Thea snorts. "Tell that to Freddie," she replies. "He's lost far more than I have."
"Maybe," Oscar replies. "But his loss doesn't cancel out your loss." Thea leans back in her chair. He's right, she knows. He's right, but it doesn't make the instinct to deflect any weaker, doesn't make her want to talk about anything else but herself because she doesn't know how to talk about herself. She's never known how to talk about herself. She's always relied on people to ask questions and to give answers as necessary as if the act of talking about herself unsolicited is a crime. In her short life, her life that's longer than it was statistically supposed to be, she's already been arrested twice and jailed once. She has no intention of ever doing that again.
She looks back at Oscar. "What do I do, then? What do I do if I don't think about loss?"
"You do the opposite," Oscar replies, putting on that leader voice of his again. "You do the opposite, and you don't talk about loss. You talk about gain.

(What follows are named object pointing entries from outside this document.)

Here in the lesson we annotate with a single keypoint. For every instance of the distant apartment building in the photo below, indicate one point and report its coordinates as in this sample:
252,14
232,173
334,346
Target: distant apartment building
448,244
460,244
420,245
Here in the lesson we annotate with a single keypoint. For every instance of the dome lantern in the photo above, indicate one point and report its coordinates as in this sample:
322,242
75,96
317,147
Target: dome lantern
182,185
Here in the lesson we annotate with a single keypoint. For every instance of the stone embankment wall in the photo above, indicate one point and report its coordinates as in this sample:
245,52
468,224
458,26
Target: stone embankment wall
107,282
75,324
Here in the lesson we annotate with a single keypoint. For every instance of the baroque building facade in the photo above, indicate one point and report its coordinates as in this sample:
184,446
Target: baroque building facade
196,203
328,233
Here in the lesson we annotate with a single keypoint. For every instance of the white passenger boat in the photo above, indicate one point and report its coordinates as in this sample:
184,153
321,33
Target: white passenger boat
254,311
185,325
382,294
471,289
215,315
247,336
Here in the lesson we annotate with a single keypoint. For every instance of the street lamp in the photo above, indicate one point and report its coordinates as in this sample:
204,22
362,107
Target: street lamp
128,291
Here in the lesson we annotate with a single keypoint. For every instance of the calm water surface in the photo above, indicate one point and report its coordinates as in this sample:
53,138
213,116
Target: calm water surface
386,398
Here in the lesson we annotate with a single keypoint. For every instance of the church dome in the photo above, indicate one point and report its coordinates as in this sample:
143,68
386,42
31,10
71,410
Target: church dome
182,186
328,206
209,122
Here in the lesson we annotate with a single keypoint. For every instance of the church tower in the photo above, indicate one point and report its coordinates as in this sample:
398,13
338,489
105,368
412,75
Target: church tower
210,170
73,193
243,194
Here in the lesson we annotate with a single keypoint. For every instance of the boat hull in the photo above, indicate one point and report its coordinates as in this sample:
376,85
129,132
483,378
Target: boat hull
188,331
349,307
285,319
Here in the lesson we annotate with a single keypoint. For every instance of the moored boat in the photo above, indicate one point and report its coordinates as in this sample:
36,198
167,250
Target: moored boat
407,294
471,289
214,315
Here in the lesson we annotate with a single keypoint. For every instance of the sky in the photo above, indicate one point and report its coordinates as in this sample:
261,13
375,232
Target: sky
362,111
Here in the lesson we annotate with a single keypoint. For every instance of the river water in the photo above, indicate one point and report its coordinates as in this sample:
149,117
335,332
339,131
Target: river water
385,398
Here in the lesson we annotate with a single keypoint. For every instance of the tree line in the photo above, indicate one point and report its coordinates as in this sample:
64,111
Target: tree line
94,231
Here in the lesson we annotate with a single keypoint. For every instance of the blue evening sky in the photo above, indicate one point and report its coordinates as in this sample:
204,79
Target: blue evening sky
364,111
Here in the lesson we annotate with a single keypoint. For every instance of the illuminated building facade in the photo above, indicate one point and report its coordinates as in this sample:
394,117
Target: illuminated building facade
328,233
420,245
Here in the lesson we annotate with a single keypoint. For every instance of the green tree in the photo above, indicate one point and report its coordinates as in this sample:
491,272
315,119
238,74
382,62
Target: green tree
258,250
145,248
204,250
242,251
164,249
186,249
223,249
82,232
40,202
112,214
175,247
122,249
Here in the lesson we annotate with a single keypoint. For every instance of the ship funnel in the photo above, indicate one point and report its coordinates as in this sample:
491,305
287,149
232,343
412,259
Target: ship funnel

You look back, and you look at all the things in your life you have gained."
And so she does. "There's a lot of things I've gained, Oscar," she mutters after she's flicked back through only a handful of memories.
"I know. That's the point I'm trying to make. There are so many things you've gained, and I want you to focus on those."
Thea sighs, flicking back through a few more. "Focus on those. I think I can do that." That prompts a quiet laugh from Oscar. "You know, I'll bet you that Freddie is sitting in the mess hall right now, just thinking about all the things that we've been through together. I almost want to do the same." Oscar doesn't say anything, but when she looks at him, his blue eyes are filled with sparks, with nothing but adoration and wonder behind them. "You actually want me to do it, don't you?"
Oscar nods vigorously, and Thea's afraid that his head might actually snap off in a minute. "It's not like we've got anything better to do."
Thea tuts at that. "I almost want to renege on that sentence, now that I know that you're so interested. Why should I give it to you so easily?"
"Because I know that you'd never be able to resist me for long," he replies. "I know you far too well for that. If you don't start now, I'll just keep asking you until you do. You don't have to tell all of it if you don't want to. But I want you to tell it. Tell me about all about your life. Tell me all about him, because I've been gone for so long and I want to know him. Tell it. For me, if not for yourself." Thea can't argue with that. Oscar's right, she may as well start now. She may as well start telling it here, where it's just them, rather than have to tell it over lunch or dinner with a hundred other people. In some ways, that might have been easier, but these are private moments and private stories and Thea absolutely can't be sure that she'd be able to tell them if she wasn't in the safe environment of the room she and Oscar are sharing for the next few weeks.
"Fine," she replies, leaning back in her chair and sighing. "But be warned, it's not exactly a pretty story."